Dabl / Tripl test
DABL TEST in pregnant women determines an increased risk of homozyme anomalies.
This screening is important between 11 and 14 weeks of pregnancy. It includes an ultrasound examination to determine the exact week of pregnancy, measure the size of the fetus, the thickness of the fold on the neck and nasal bone, indicating the existence of Daun’s syndrome. Then the mother’s blood is removed and a special program calculates the risk of the mother carrying an anomaly child. The blood test measures the level of the presence of three hormones in the mother’s blood, alpha-fetoproteins and hormones, and human coronary gonadotropin, which indicate the possible risk of chromosomal anomalies. Border risk is one versus 250. In cases where the risk of access to invasive diagnostics is determined. If the doctor estimates that the Tripl test is also required.

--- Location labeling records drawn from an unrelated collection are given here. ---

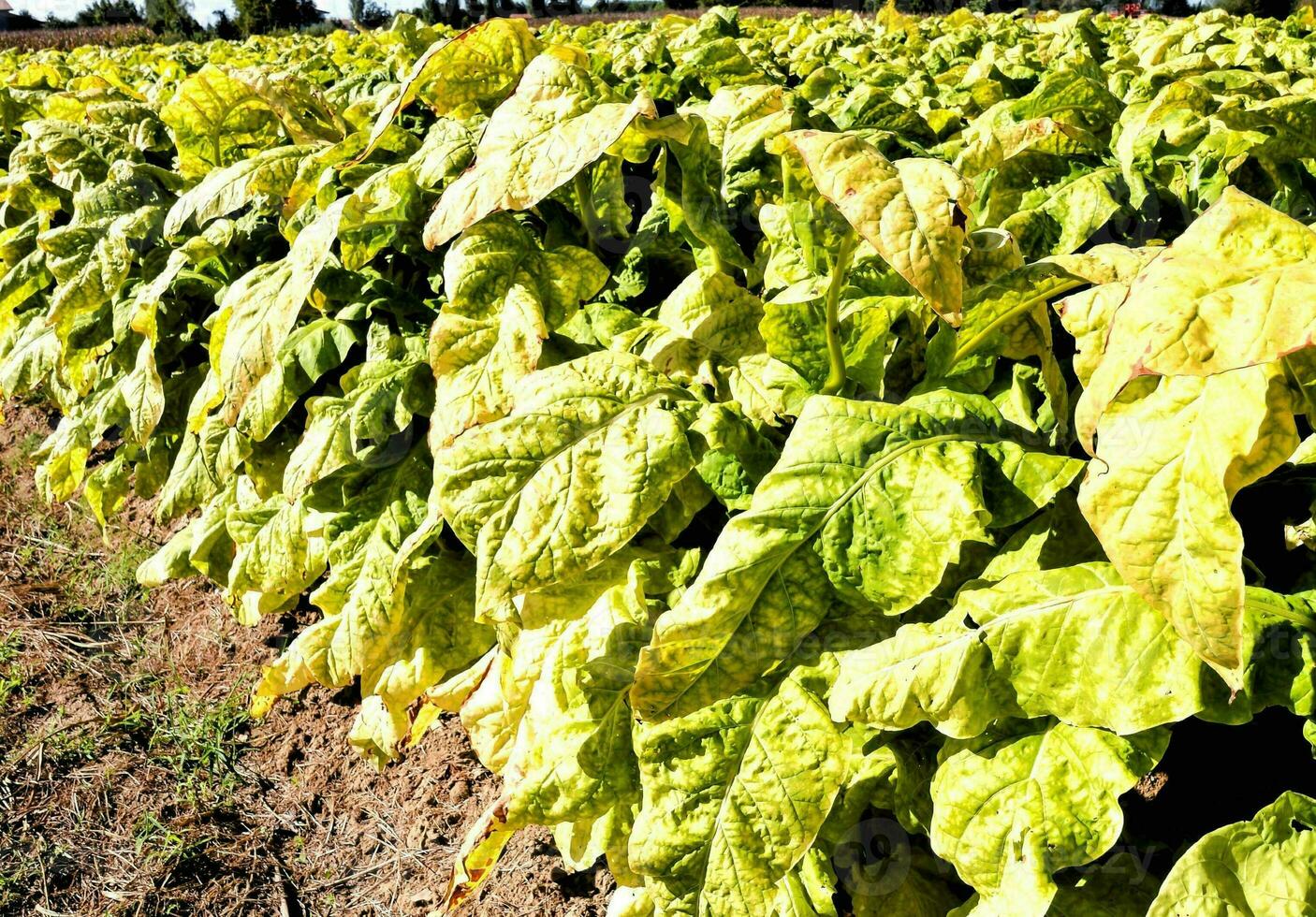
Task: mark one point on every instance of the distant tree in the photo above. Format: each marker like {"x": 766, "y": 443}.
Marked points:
{"x": 224, "y": 26}
{"x": 171, "y": 17}
{"x": 20, "y": 22}
{"x": 256, "y": 17}
{"x": 369, "y": 13}
{"x": 110, "y": 12}
{"x": 1273, "y": 8}
{"x": 1178, "y": 8}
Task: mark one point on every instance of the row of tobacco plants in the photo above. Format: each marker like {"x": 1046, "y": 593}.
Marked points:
{"x": 826, "y": 463}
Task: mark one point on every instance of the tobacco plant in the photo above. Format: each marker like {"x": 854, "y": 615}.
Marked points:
{"x": 766, "y": 437}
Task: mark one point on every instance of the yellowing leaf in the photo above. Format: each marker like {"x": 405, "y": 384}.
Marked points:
{"x": 482, "y": 62}
{"x": 558, "y": 122}
{"x": 1173, "y": 453}
{"x": 590, "y": 451}
{"x": 911, "y": 211}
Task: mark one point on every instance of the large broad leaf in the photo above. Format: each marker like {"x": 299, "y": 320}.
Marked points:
{"x": 1050, "y": 787}
{"x": 259, "y": 311}
{"x": 266, "y": 175}
{"x": 589, "y": 454}
{"x": 307, "y": 354}
{"x": 504, "y": 295}
{"x": 1253, "y": 867}
{"x": 1214, "y": 301}
{"x": 1173, "y": 454}
{"x": 560, "y": 120}
{"x": 217, "y": 120}
{"x": 1011, "y": 650}
{"x": 733, "y": 796}
{"x": 911, "y": 211}
{"x": 401, "y": 632}
{"x": 870, "y": 499}
{"x": 476, "y": 65}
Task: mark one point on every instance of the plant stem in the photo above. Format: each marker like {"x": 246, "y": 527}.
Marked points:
{"x": 584, "y": 196}
{"x": 835, "y": 354}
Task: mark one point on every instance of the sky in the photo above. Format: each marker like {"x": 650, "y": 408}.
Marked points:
{"x": 201, "y": 9}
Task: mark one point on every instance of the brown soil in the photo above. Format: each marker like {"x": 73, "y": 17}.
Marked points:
{"x": 133, "y": 783}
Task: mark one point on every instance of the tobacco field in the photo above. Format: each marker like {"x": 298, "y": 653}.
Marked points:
{"x": 826, "y": 463}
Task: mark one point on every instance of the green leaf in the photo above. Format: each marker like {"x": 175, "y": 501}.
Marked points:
{"x": 1173, "y": 454}
{"x": 558, "y": 122}
{"x": 1052, "y": 786}
{"x": 910, "y": 211}
{"x": 874, "y": 499}
{"x": 505, "y": 294}
{"x": 217, "y": 120}
{"x": 1011, "y": 651}
{"x": 733, "y": 796}
{"x": 605, "y": 425}
{"x": 1212, "y": 303}
{"x": 1251, "y": 867}
{"x": 476, "y": 65}
{"x": 259, "y": 311}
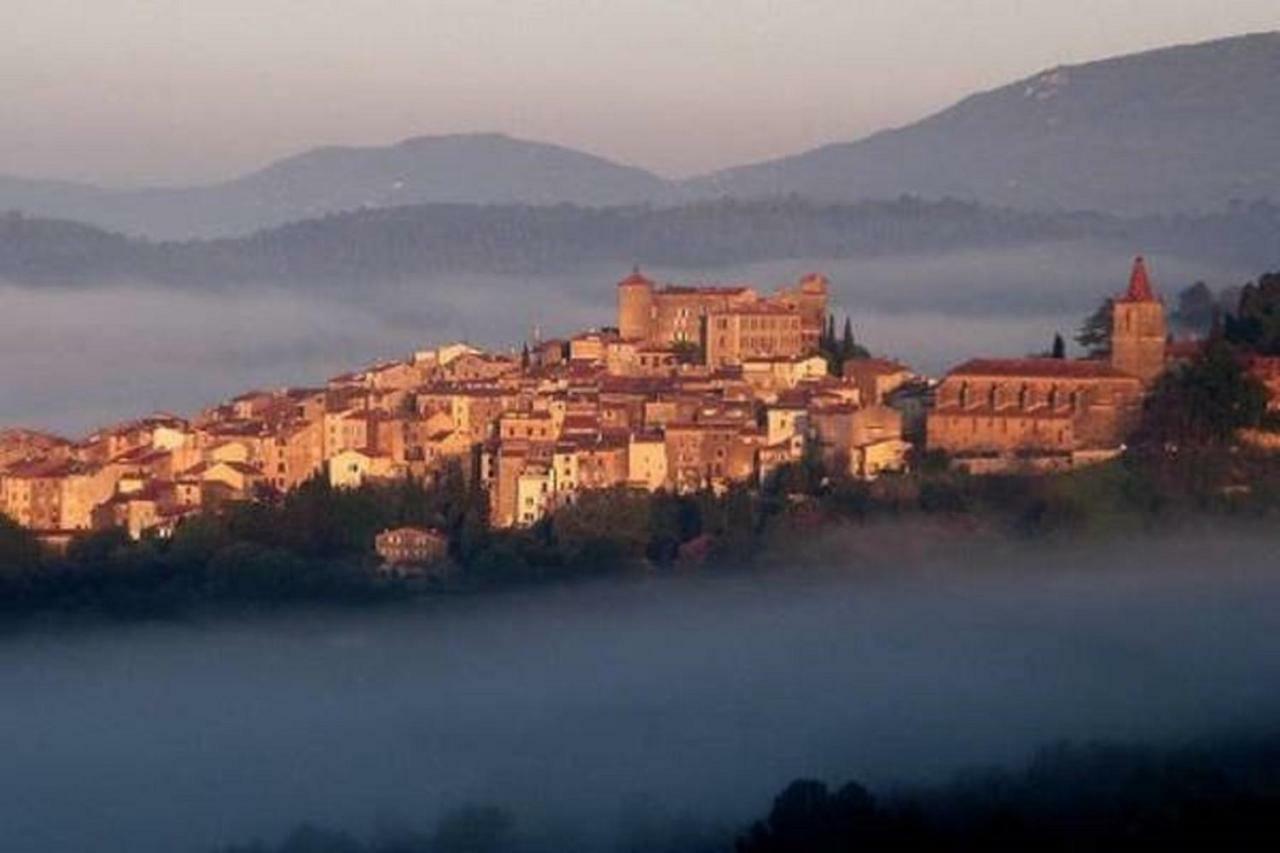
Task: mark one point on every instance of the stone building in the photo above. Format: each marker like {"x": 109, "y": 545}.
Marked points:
{"x": 997, "y": 414}
{"x": 681, "y": 315}
{"x": 1138, "y": 331}
{"x": 405, "y": 551}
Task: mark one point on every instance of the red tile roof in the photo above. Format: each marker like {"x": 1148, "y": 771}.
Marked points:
{"x": 1038, "y": 368}
{"x": 1139, "y": 283}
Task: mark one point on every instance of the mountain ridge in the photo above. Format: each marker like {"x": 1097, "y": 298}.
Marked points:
{"x": 1180, "y": 128}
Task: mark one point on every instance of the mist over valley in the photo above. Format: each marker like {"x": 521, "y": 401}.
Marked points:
{"x": 575, "y": 707}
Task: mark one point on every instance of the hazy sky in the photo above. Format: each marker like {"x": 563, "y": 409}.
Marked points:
{"x": 144, "y": 91}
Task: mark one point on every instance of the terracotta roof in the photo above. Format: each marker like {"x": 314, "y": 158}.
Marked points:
{"x": 1139, "y": 283}
{"x": 1040, "y": 368}
{"x": 881, "y": 366}
{"x": 635, "y": 278}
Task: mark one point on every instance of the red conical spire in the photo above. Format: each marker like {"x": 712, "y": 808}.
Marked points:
{"x": 1139, "y": 284}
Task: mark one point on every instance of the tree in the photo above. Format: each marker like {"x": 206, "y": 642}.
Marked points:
{"x": 1095, "y": 333}
{"x": 849, "y": 347}
{"x": 1196, "y": 309}
{"x": 1205, "y": 402}
{"x": 1256, "y": 322}
{"x": 19, "y": 552}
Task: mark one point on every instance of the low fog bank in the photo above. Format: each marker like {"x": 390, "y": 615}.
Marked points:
{"x": 699, "y": 694}
{"x": 77, "y": 359}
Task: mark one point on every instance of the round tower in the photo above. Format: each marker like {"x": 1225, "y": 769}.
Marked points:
{"x": 635, "y": 306}
{"x": 812, "y": 299}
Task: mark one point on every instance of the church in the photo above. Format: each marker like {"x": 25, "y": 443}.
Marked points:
{"x": 1052, "y": 414}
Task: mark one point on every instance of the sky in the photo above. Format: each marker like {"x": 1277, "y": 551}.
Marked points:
{"x": 132, "y": 92}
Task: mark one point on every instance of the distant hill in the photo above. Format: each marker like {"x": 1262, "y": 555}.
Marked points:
{"x": 410, "y": 243}
{"x": 1188, "y": 128}
{"x": 1184, "y": 128}
{"x": 485, "y": 168}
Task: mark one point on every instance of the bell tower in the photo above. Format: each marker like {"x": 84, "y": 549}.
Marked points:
{"x": 1138, "y": 331}
{"x": 635, "y": 308}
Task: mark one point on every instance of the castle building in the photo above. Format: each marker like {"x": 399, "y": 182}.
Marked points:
{"x": 734, "y": 323}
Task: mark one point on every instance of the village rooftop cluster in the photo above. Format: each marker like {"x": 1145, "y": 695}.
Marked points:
{"x": 693, "y": 388}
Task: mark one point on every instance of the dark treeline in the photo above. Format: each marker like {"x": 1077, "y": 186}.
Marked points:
{"x": 1208, "y": 796}
{"x": 410, "y": 242}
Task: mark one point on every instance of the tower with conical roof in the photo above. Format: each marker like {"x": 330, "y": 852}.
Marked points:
{"x": 1138, "y": 329}
{"x": 635, "y": 306}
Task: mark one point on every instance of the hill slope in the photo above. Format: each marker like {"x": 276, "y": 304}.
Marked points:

TRIPL TESTIt is important to do between 15 and 18 weeks of pregnancy, and the optimal time is 16 weeks of pregnancy. The triple test should primarily be done for pregnant women who are more likely to have a child with chromosomal anomaly, primarily with trisomy 21 (sy Down) and trisomy 18 (ie, sy Edvards). The name of the triple test, that is, the triple test, tells of the values of 33 hormones from the blood of the pregnant woman (AFP, Hcg, uE3). The values of the hormone are correlated with the age of the pregnant woman, determined by ultrasound measurement of the fetus and several other parameters, and the result is a certain probability of chromosomalopathy. Based on the results, an accurate diagnosis can not be made. It only serves as a method of selecting those who need to make a definitive, or accurate diagnosis (early amniocentesis) later on. Only the amniocentesis result is definitive, ie. finite.
The reliability of the tests is 80%.
The only way to do diagnosis with a degree of confidence of 99% is amniocentesis, or taking water for analysis. However, this is an invasive method, and therefore screening tests have been introduced, which reveal anomalies in the fetus.